6. You become an active part of the most active part of your parish.
One criticism of Catholic churches is that they don’t offer as much “fellowship” as some others. When you join the catechists in your parish, you enter into a community that will support you on your faith journey, pray for and with you and encourage you in your Catholic way of life.
5. A catechist is a role model.
Ask young people who their role models or heroes are, and you’ll get a litany of movie and sports stars. While looking good and being athletic are fine qualities, young people also need examples of ordinary people who do the right thing just because it is the right thing. As a catechist, you get to model behaviors young people might not learn anywhere else.
4. You will be practicing stewardship.
In these difficult economic times, families are struggling with rising prices and shrinking incomes. Being a catechist is a way of being a good steward by giving a bit of your most precious resource — your time. You might not be able to donate as much money as you would like, but we all have time and talent to share.
3. You show your own family that you value religious education.
Taking time out of your life to teach the faith shows your own children, grandchildren, siblings and family members that you put a high priority on religious education. You may find you are teaching them as much by your example as you are your students by your lesson plan.
2. It’s fun.
Spending time with energetic, enthusiastic young people gives you renewed energy and vitality. Kids remind adults to live and laugh in the moment and get enthused about things like holy days and stories of saints. Not to mention there’s nothing like it when a kid “gets” one of the tenets of the faith, like the Real Presence.

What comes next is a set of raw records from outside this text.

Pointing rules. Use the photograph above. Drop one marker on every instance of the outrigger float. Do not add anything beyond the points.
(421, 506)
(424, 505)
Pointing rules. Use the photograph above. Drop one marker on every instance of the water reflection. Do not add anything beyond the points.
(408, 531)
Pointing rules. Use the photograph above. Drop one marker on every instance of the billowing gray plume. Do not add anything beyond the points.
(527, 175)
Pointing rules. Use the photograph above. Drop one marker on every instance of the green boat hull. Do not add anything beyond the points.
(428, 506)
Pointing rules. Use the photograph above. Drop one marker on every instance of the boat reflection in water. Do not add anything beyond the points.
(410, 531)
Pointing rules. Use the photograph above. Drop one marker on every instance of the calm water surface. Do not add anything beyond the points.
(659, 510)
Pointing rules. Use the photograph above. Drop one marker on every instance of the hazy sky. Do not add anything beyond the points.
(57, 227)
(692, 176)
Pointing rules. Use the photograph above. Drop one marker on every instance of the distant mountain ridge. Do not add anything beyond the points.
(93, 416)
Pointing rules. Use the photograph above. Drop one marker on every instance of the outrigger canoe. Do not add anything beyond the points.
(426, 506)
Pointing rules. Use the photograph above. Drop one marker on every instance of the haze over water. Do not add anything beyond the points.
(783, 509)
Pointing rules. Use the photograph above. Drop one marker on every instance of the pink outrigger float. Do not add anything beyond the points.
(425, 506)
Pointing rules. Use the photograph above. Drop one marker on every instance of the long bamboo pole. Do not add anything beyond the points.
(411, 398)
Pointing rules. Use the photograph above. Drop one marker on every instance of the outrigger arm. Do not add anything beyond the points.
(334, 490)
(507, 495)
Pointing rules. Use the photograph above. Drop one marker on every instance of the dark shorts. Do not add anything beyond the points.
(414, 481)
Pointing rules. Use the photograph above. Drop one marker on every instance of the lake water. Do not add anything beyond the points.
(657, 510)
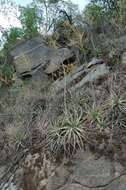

1. It’s what we are called to do.
At the end of his earthly ministry, Jesus said: “Go, therefore, and make disciples of all nations, baptizing them in the name of the Father, and of the Son, and of the Holy Spirit, teaching them to observe all that I have commanded you. And behold, I am with you always, until the end of the age” (Mt 28:19-20). By teaching the next generation about the Good News, you are fulfilling your part of the Great Commandment. It may be the most important thing you will ever do.
Woodeene Koenig-Bricker writes from Oregon.